The real issues stalling the economy lie outside the Budget. Compared to what it was decades ago, today the Budget seems toothless. A few programmes for climate change projects may be a step in the right direction, but a bigger issue is that of the sustainability of the environment and the functioning of industry within such parameters for equitable and balanced growth. Centre-state issues concerning the environment are yet to be resolved, which often derail industry. Every time a project is proposed, it gets stuck in a maze of ad hoc approvals, far removed from clear-cut policy guidelines. Though Environment and Forest Minister Jayanthi Natarajan held a press briefing to prove that her ministry has not been a stumbling block to development, the fact that the policy is nebulous threatens environment protection and equal rights to those who give up their land for development, as well as leaves industry disillusioned.
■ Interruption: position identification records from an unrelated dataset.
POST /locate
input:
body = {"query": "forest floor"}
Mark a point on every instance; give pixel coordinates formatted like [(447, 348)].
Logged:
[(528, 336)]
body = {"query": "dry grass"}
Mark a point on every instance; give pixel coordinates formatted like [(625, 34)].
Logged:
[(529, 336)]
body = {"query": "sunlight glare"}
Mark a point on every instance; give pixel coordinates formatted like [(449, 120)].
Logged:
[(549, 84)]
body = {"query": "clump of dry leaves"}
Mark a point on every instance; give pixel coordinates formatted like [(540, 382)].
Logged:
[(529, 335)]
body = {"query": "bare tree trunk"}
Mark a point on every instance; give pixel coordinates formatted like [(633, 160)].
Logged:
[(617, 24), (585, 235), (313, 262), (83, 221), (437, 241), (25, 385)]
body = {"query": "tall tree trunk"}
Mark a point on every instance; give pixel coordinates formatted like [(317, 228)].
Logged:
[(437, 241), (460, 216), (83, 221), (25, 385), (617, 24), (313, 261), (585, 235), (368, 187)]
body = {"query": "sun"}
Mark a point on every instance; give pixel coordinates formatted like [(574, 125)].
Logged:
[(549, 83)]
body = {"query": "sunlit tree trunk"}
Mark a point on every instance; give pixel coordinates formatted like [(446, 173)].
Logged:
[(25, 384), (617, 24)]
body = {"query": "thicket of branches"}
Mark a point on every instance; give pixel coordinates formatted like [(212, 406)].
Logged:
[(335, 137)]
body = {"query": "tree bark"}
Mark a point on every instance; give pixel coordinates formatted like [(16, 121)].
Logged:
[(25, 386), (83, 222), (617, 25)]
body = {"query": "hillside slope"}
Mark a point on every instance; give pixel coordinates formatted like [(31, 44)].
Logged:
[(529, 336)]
THE REASON for the Budget’s existential crisis is that policy and factors of growth outside of it have become increasingly more critical. “Issues like land acquisition, where regulatory processes and investment norms are involved, are more in focus now,” reminds Abheek Barua, economist with HDFC Bank. “A balance between public policy finance and some of these issues is becoming important.”
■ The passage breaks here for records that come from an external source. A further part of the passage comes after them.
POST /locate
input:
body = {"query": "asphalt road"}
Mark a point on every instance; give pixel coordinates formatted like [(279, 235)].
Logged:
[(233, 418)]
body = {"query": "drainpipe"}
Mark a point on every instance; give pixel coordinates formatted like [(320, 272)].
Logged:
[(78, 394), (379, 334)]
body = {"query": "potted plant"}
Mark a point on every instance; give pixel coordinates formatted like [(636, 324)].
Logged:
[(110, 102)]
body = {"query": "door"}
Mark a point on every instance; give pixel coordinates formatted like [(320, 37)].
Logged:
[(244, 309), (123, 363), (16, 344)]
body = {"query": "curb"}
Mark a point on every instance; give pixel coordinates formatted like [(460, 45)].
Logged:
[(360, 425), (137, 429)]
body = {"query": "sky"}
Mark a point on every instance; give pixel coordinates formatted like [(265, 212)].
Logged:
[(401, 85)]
Over the past few years, the Budget has moved far from how Nehru had envisaged it. Even if you consider the numbers, majority of the Budget consists of salaries and pensions, government debt and interest payments on it, leaving the government with little room for manoeuvre in allocating the rest of the expenditure. The fiscal deficit is already close to 5.9 percent of the GDP, and adding the states and off-balancesheet items, the overall deficit can touch 9 percent. The government’s aim to bring this down to 4 percent within three years seems like a distant dream, unless taxes are raised, subsidies slashed and slices of other expenditure chucked. None of this is likely to happen given the elections are round the corner.
From being a proud population hoping to grow with the economic curve, Indians have turned disillusioned with what defines our economic prosperity. India’s perception has been eroded not just for the champagne-clinking global honchos at Davos, but most importantly, within the country. Even as one stares at the 2014 General Election, P Chidambaram’s Budget needs to look beyond appeasing just a section of the people. It needs to steer clear of heroics and focus more on the fundamental tests we face. We tend to forget that more often than not — as the bulging stock market proves — money is chasing India for short-term returns, and it doesn’t matter whether these investors are pleased or not. What we need to attract is long-term finance, which depends on the growth in India’s social infrastructure, besides economic revival.
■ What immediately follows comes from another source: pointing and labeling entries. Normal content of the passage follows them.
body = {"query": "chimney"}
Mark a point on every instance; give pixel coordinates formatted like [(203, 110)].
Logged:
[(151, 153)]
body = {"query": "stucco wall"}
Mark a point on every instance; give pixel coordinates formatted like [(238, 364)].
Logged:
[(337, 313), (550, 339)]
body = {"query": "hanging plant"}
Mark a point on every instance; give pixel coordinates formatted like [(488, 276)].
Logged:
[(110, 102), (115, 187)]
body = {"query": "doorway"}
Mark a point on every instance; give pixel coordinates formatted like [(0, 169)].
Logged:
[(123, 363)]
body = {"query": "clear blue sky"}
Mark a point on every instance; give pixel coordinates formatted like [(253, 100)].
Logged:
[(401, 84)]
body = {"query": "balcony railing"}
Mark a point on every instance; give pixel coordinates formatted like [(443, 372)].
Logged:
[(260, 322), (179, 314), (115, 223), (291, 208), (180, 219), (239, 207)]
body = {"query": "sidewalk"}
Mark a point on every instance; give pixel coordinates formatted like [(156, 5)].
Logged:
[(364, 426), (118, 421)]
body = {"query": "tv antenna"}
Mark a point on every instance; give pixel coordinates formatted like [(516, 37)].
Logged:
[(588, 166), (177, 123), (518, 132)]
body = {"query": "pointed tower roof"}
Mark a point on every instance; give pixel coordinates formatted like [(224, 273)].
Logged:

Last year, then finance minister Pranab Mukherjee had quoted Hamlet in his Budget speech, “I must be cruel, only to be kind.” The Budget doesn’t have to be either. What we need is a prudent budget that can help keep the economy steady and alleviate sluggishness.
Indranil Pan, chief economist of Kotak Bank, says he does not expect Chidambaram to wave any magic wand. Given the flip-flops in policy making, rollbacks and a dent in India’s image as a growth destination, experts know that sometimes no news is good news. “Even as Chidambaram talks of impetus to growth, the best our country can bargain for is economic stability.”
Is it time for India to rethink how and what the government presents in the Budget? Can it go beyond just being an account to becoming accountable?